# Turbopuffer connector

> **CocoIndex v1.** This page documents CocoIndex **v1** — a ground-up redesign from v0. When writing code, ignore any v0 flow-builder DSL or deprecated decorators.
>
> Source: https://cocoindex.io/docs/connectors/turbopuffer/ · Docs index: https://cocoindex.io/docs/llms.txt · Agent skill: https://cocoindex.io/docs/skill.md

The `turbopuffer` connector provides utilities for writing rows to [Turbopuffer](https://turbopuffer.com/) namespaces, with support for both single and named vectors.

```python
from cocoindex.connectors import turbopuffer
```

**Note — Dependencies**
This connector requires additional dependencies. Install with:

```bash
pip install cocoindex[turbopuffer]
```

## Connection setup

Turbopuffer uses a single client object that owns the API key and region. Construct one using `AsyncTurbopuffer`:

```python
from cocoindex.connectors import turbopuffer

client = turbopuffer.AsyncTurbopuffer(
    region="gcp-us-central1",
    api_key=os.environ["TURBOPUFFER_API_KEY"],
)
```

`turbopuffer.AsyncTurbopuffer` is re-exported from the [Turbopuffer Python SDK](https://github.com/turbopuffer/turbopuffer-python); importing it directly via `from turbopuffer import AsyncTurbopuffer` works too.

## As target

The `turbopuffer` connector provides target state APIs for writing rows to namespaces. CocoIndex tracks what rows should exist and automatically handles upserts and deletions. Turbopuffer creates namespaces implicitly on the first write, so there is no separate "create namespace" step — but the connector still tracks namespace-level configuration (vector schema and distance metric) and clears the namespace if it must be rebuilt.
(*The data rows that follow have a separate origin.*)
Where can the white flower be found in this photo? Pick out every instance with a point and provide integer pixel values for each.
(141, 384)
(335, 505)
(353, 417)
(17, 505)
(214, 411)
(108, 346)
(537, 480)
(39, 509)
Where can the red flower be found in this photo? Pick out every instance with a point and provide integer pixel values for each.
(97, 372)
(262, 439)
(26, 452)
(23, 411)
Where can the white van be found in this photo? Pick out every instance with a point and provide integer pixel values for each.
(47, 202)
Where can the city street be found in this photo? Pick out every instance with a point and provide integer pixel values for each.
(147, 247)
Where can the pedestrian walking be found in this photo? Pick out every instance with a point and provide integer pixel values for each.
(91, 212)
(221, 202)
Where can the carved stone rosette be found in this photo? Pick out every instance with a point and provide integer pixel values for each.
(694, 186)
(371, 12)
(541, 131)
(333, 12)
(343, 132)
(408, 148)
### Declaring target states

#### Setting up a connection

Create a `ContextKey[AsyncTurbopuffer]` to identify your client, then provide it in your lifespan:

**Note**
The key name is load-bearing across runs — it's the stable identity CocoIndex uses to track managed namespaces. See [ContextKey as stable identity](../programming_guide/context#contextkey-as-stable-identity) before renaming.

```python
from cocoindex.connectors import turbopuffer
import cocoindex as coco

TPUF = coco.ContextKey[turbopuffer.AsyncTurbopuffer]("my_vectors")

@coco.lifespan
async def coco_lifespan(builder: coco.EnvironmentBuilder) -> AsyncIterator[None]:
    client = turbopuffer.AsyncTurbopuffer(
        region="gcp-us-central1",
        api_key=os.environ["TURBOPUFFER_API_KEY"],
    )
    builder.provide(TPUF, client)
    yield
```

#### Namespaces (parent state)

Declares a namespace as a target state. Returns a `NamespaceTarget` for declaring rows.

```python
def declare_namespace_target(
    db: ContextKey[AsyncTurbopuffer],
    namespace_name: str,
    schema: NamespaceSchema,
    *,
    managed_by: Literal["system", "user"] = "system",
) -> NamespaceTarget[coco.PendingS]
```

**Parameters:**

- `db` — A `ContextKey[AsyncTurbopuffer]` identifying the client to use.
- `namespace_name` — Name of the namespace.
- `schema` — Schema definition specifying vector configuration and distance metric (see [Namespace schema](#namespace-schema)).
- `managed_by` — Whether CocoIndex manages the namespace lifecycle (`"system"`) or assumes it exists (`"user"`).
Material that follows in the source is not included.